The gallery’s original incarnation took the form of a small shopfront in a then largely ungentrified Williamsburg in 2000. With Thomson working at video archive Electronic Arts Intermix to help pay the bills, the space soon garnered a reputation for its project-based shows. “We just got so much encouragement from people,” recalls Thomson. “Everyone on the street was great. The New York Times may not have come and reviewed our first shows, but people would actually make the effort and come to see what we were doing.”
By 2003, Gillespie was working in the space fulltime, but when the pair’s landlords clued onto the gallery’s growing popularity, they “saw dollar signs” and doubled the rent. It was a blessing in disguise. Within a few months, Gillespie and Thomson had negotiated a group lease arrangement with handful of other small galleries to take over what was then a wholesale warehouse for African artifacts in their current West 27th Street building. “These guys had created a mosque from textiles in what became the front section of the gallery,” smiles Thomson. “So it looked a little a different to what it does now.”
A new series of typically lo-fi video works from Brooklyn artist Michael Bell-Smith is showing when we visit, his gaudy arrangements of file footage and early computer-generated graphics filling Foxy’s compact pair of spaces with flashes of flickering light and colour. Bell-Smith’s work is somewhat indicative of Foxy’s wider stable, which includes the likes of Australians David Noonan and 2011 Venice Biennale representative Hany Armanious alongside the soft-sculptural practice of Sterling Ruby and wildly hybridised paintings of Peter Williams, not to mention Spanish artist Ester Partegas and the poetic photographic explorations Simone Gilges and Moscow artist Olga Chernycheva.

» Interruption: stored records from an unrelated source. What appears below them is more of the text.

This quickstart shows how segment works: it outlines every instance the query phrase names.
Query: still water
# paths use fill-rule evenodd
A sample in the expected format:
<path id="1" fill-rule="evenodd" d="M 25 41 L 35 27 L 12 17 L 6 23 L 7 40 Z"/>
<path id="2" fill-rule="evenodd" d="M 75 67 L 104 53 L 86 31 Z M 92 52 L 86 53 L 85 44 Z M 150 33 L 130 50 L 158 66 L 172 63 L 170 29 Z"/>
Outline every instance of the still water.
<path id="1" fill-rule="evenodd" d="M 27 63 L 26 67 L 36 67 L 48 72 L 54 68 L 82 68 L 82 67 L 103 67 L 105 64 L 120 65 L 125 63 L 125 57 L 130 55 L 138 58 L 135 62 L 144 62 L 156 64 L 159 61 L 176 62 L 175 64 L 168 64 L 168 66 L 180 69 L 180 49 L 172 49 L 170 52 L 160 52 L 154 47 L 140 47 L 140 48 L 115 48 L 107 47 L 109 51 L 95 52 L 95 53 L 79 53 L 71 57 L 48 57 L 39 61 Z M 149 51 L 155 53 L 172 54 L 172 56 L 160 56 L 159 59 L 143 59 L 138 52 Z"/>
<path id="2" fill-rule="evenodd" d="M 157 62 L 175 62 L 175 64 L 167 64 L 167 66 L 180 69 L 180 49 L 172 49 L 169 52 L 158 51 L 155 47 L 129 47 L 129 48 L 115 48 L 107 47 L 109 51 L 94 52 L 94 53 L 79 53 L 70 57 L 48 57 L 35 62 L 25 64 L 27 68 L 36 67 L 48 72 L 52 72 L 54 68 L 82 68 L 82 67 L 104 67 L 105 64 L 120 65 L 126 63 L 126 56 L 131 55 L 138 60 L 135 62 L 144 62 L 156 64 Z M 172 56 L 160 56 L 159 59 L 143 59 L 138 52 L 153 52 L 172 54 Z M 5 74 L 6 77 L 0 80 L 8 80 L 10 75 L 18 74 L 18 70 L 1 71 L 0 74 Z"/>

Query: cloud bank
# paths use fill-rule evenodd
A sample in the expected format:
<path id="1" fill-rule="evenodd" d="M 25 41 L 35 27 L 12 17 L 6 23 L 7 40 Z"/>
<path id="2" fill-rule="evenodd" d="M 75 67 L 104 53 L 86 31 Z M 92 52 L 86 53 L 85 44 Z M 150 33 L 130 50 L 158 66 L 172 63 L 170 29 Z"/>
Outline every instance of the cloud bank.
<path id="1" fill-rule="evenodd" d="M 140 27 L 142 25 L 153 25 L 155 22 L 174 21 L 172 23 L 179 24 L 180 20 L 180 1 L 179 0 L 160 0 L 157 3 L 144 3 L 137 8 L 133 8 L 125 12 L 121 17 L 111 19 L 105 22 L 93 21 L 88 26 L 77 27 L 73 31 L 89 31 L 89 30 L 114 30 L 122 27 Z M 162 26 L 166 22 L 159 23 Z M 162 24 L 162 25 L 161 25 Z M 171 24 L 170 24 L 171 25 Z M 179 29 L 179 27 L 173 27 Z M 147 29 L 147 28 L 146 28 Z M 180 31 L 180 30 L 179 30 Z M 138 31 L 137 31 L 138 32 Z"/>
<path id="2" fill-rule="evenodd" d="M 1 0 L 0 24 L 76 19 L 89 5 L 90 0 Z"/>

If there’s a binding characteristic among Foxy’s artists, it’s an overriding sense of criticality and awareness, or as Thomson simply puts it, “content”. It’s a quality that has seen the gallery – which has also shown the work of Corey Archangel, A Constructed World and the legendary Nam June Paik – thrive amid what is perhaps the most world’s most competitive gallery scene, occupying a position that straddles an experimental engagement and a keen, if unconventional, commercial eye.
But Thomson is realistic about the gallery’s place in the world. “While we do things a little differently, the space isn’t just about appealing to curators,” he says as we wander West 27th, another delivery truck all but drowning out the conversation. “We’ve also built up relationships with collectors who have, in turn, built up relationships with the artists’ work. It’s a business, so it’s really about doing that as well and it’s a real validation when it happens.
“The collectors we work with aren’t speculators on Wall Street – they’re really compulsive in some ways and art collecting seems to be their passion,” he pauses. “Ultimately, it’s about your ideas and the artists you connect with and if people are interested in that, we’ll just keep on doing it.”
In the month following our interview, Foxy Production suffered extensive damage and losses as a result of Hurricane Sandy, as did much of Chelsea’s art precinct. We send our best wishes.